İngilizce'deki penalty kelimesinin anlamı nedir? Makale, tam anlamını, telaffuzunu ve iki dilli örneklerle birlikte penalty'ün İngilizce'te nasıl kullanılacağına ilişkin talimatları açıklamaktadır.
İngilizce içindeki penalty kelimesi ceza, (spor) ceza, penaltı, penaltı vuruşu, para cezası, idam cezası, ölüm cezası anlamına gelir. Daha fazla bilgi için lütfen aşağıdaki ayrıntılara bakın.
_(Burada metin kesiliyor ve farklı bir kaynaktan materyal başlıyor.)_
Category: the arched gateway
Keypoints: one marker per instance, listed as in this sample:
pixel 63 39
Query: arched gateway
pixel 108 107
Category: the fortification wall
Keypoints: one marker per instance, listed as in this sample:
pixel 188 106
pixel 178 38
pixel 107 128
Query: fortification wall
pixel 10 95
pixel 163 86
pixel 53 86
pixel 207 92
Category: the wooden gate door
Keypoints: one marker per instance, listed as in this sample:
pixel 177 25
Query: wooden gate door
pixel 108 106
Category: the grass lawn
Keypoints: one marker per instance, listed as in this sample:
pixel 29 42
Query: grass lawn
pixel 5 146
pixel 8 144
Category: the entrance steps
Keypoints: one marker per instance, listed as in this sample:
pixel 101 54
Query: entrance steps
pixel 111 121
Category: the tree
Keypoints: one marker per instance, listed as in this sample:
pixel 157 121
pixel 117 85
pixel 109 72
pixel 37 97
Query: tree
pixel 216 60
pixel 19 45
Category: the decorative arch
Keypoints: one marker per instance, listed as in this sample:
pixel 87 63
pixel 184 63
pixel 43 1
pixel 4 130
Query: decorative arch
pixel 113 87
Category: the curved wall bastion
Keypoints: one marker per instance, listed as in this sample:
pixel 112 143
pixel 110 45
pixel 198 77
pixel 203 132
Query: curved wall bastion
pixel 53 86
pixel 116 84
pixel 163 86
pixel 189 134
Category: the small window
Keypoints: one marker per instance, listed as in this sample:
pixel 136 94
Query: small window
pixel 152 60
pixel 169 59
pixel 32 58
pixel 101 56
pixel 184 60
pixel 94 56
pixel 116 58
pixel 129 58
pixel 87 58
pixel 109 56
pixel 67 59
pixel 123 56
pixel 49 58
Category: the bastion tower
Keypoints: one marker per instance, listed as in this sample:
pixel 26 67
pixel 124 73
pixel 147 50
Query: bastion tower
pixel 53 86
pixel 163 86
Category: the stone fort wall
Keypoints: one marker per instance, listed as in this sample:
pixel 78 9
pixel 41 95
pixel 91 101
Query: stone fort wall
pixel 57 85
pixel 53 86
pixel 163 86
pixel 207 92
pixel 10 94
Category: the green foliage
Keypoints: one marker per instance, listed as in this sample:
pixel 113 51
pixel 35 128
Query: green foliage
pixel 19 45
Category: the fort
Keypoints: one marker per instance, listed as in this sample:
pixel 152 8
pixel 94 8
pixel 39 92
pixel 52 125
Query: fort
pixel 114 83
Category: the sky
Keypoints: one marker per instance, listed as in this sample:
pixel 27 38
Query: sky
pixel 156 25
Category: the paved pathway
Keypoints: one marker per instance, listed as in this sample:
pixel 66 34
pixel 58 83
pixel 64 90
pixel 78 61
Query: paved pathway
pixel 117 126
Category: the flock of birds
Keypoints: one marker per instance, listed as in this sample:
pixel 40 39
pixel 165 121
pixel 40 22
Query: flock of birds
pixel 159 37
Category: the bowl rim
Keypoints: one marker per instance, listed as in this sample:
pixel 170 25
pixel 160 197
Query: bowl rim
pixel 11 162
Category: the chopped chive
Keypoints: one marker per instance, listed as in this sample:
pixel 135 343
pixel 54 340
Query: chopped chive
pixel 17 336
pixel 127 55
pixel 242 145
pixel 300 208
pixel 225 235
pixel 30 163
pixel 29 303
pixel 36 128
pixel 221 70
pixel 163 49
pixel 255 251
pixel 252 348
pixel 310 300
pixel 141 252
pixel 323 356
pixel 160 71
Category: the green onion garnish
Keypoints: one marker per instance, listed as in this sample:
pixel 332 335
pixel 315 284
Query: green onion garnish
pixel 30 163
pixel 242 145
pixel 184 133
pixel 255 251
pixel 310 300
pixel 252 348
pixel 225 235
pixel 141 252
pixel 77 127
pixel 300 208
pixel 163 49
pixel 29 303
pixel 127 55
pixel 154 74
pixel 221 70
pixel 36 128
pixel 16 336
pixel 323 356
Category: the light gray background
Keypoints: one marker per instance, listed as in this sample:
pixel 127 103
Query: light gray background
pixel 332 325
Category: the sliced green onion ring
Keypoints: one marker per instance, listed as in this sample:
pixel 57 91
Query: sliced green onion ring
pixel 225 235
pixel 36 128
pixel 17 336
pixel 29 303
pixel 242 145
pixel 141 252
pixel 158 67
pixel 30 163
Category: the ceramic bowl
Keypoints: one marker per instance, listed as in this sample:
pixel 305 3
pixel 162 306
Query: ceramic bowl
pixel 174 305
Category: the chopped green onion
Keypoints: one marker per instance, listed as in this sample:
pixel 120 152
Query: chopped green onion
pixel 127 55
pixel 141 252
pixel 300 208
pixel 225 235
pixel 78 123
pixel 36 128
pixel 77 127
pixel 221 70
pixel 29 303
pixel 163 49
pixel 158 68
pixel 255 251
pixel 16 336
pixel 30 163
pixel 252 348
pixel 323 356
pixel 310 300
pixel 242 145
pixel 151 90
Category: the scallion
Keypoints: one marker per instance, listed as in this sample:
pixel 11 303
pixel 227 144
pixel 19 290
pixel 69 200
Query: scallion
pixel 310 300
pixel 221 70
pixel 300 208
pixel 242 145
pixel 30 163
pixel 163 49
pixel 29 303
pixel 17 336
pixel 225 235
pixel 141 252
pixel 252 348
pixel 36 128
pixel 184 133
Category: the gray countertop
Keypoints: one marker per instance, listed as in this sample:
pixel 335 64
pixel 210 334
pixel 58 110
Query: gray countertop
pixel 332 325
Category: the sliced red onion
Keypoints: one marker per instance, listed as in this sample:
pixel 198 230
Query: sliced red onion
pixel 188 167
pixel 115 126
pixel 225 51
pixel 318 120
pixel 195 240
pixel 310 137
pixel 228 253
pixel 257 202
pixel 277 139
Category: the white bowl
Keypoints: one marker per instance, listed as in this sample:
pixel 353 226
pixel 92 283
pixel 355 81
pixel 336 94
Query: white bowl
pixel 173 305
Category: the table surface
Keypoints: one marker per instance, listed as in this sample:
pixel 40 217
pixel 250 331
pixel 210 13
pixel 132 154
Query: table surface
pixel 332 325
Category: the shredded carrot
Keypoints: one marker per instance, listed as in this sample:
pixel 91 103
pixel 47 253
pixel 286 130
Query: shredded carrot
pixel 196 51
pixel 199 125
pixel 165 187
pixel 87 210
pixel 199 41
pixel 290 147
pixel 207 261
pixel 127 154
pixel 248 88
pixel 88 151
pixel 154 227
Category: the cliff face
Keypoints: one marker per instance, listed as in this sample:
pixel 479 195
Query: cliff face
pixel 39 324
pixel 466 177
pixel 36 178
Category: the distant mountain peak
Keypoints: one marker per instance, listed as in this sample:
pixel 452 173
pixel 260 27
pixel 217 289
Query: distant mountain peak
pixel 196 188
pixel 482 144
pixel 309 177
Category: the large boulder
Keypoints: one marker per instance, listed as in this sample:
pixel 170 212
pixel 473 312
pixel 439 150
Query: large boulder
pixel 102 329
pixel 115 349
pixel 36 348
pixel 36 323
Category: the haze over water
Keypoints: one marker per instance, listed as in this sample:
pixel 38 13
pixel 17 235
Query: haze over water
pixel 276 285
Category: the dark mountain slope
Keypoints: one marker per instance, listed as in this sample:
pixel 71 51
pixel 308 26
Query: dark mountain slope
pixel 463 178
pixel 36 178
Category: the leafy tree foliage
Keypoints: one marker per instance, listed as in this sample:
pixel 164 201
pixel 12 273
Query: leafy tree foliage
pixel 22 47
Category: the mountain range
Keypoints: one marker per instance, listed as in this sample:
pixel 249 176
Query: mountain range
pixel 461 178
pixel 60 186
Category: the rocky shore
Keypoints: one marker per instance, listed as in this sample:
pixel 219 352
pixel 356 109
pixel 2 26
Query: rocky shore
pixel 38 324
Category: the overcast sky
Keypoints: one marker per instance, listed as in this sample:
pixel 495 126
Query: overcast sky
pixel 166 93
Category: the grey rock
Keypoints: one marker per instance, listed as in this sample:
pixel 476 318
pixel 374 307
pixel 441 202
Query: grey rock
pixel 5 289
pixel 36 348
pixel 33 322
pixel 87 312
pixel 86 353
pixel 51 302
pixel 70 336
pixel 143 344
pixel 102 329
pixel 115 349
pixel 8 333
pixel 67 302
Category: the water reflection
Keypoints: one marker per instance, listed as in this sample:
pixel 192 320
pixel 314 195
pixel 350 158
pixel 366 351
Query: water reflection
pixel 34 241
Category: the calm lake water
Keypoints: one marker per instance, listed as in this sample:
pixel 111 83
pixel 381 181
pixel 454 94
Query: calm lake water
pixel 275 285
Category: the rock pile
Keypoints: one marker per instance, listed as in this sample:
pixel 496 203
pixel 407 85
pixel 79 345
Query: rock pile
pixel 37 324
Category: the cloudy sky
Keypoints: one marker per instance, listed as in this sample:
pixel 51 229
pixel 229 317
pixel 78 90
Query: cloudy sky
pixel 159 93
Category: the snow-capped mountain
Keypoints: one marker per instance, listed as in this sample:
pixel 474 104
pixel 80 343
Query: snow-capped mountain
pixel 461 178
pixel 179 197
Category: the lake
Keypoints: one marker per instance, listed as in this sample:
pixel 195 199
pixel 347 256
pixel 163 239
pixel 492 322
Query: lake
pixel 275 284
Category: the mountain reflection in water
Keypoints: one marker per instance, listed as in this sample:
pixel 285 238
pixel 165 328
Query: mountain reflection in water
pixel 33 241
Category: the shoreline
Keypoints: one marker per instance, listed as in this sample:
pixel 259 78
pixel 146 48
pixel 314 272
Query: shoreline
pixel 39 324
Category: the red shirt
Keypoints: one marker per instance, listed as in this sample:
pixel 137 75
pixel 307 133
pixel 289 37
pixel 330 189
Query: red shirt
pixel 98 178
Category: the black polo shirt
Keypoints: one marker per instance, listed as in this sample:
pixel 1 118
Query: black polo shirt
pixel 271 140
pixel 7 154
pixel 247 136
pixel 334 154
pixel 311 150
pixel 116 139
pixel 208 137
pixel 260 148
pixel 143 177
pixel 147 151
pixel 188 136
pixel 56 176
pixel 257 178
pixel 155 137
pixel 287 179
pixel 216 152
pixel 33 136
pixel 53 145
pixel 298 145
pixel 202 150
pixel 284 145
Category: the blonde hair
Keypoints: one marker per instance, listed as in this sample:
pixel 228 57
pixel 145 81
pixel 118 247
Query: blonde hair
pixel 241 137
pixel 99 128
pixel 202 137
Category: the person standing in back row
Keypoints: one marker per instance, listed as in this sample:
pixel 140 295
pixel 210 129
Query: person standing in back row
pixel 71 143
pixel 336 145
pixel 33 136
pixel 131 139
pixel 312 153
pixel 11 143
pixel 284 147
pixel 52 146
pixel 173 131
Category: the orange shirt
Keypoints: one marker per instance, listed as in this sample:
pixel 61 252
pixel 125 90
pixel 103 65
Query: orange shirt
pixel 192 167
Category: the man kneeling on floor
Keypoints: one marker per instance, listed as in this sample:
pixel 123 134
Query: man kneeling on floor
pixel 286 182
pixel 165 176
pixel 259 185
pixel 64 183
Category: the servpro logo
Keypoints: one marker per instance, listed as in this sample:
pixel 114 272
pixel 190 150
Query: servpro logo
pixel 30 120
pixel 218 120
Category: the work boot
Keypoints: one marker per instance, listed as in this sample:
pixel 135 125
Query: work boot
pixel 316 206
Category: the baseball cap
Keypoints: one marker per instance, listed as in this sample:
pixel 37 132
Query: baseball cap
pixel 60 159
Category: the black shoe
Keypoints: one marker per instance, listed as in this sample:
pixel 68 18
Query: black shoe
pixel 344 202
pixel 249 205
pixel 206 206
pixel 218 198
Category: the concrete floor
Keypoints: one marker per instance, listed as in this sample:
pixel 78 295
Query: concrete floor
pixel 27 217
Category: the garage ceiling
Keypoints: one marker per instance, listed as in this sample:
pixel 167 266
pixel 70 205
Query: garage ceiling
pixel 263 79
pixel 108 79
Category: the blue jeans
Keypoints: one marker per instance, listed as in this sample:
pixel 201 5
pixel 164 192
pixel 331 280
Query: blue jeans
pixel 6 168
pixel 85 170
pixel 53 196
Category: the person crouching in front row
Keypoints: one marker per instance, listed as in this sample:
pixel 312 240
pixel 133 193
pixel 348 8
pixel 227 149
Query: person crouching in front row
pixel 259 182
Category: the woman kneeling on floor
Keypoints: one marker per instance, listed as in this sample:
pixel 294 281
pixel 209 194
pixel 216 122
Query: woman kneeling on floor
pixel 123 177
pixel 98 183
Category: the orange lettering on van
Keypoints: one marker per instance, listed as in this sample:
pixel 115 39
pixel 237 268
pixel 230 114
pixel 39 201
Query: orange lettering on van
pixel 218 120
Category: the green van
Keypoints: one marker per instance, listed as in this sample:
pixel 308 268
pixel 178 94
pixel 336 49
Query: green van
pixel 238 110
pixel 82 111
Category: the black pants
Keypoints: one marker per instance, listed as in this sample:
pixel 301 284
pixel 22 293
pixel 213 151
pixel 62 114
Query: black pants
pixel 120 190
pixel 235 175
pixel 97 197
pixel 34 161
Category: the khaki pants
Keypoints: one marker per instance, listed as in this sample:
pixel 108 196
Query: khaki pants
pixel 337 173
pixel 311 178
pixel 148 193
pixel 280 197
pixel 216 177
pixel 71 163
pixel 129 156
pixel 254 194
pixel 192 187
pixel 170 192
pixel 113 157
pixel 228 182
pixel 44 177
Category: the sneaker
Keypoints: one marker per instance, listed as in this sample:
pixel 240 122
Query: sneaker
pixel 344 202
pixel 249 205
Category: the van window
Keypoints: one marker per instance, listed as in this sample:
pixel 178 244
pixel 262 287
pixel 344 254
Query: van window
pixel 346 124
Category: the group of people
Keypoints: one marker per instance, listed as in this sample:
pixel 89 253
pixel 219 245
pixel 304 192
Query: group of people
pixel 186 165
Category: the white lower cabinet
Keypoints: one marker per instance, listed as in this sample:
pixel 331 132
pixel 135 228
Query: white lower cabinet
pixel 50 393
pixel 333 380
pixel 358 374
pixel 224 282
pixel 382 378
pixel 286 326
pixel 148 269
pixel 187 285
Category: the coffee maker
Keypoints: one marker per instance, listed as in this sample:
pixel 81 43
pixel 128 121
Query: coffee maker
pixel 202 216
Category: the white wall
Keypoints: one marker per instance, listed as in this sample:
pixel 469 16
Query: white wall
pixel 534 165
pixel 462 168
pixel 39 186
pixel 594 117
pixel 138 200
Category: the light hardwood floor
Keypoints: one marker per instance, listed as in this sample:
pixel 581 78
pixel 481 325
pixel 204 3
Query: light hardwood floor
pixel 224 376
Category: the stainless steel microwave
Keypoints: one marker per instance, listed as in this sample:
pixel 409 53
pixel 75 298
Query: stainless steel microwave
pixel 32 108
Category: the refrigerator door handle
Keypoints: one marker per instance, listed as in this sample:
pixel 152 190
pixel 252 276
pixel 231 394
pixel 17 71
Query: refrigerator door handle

penalty kelimesinin anlamı
cezanoun (punishment for action) (isim: Canlı cansız bütün varlıkları ve kavramları ifade eder.) The penalty for your crimes is ten years' imprisonment. |
(spor) ceza, penaltınoun (sports) (isim: Canlı cansız bütün varlıkları ve kavramları ifade eder.) The ref saw the high tackle and awarded a penalty. |
penaltı vuruşunoun (soccer: penalty shot) (futbol) (isim: Canlı cansız bütün varlıkları ve kavramları ifade eder.) Beckham is taking the penalty. |
para cezasınoun (loss) (isim: Canlı cansız bütün varlıkları ve kavramları ifade eder.) This is a fixed-term savings account; there are penalties if you withdraw your money early. |
idam cezası, ölüm cezasınoun (capital punishment) (isim: Canlı cansız bütün varlıkları ve kavramları ifade eder.) His sentence was the death penalty. |
İngilizce öğrenelim
Artık penalty'ün İngilizce içindeki anlamı hakkında daha fazla bilgi sahibi olduğunuza göre, seçilen örnekler aracılığıyla bunların nasıl kullanılacağını ve nasıl yapılacağını öğrenebilirsiniz. onları okuyun. Ve önerdiğimiz ilgili kelimeleri öğrenmeyi unutmayın. Web sitemiz sürekli olarak yeni kelimeler ve yeni örneklerle güncellenmektedir, böylece bilmediğiniz diğer kelimelerin anlamlarını İngilizce içinde arayabilirsiniz.
penalty ile ilgili kelimeler
Eş anlamlılar
İngilizce sözcükleri güncellendi
İngilizce hakkında bilginiz var mı
İngilizce, İngiltere'ye göç eden ve 1400 yılı aşkın bir süre içinde gelişen Germen kabilelerinden gelmektedir. İngilizce, Çince ve İspanyolca'dan sonra dünyada en çok konuşulan üçüncü dildir. En çok öğrenilen ikinci dildir. ve yaklaşık 60 egemen ülkenin resmi dilidir.Bu dil, ikinci ve yabancı dil olarak anadili konuşanlardan daha fazla sayıda konuşmacıya sahiptir.İngilizce aynı zamanda Birleşmiş Milletler, Avrupa Birliği ve diğer birçok uluslararası kuruluşun ortak resmi dilidir. ve bölgesel organizasyonlar. Günümüzde dünyanın her yerindeki İngilizce konuşanlar nispeten kolaylıkla iletişim kurabiliyor.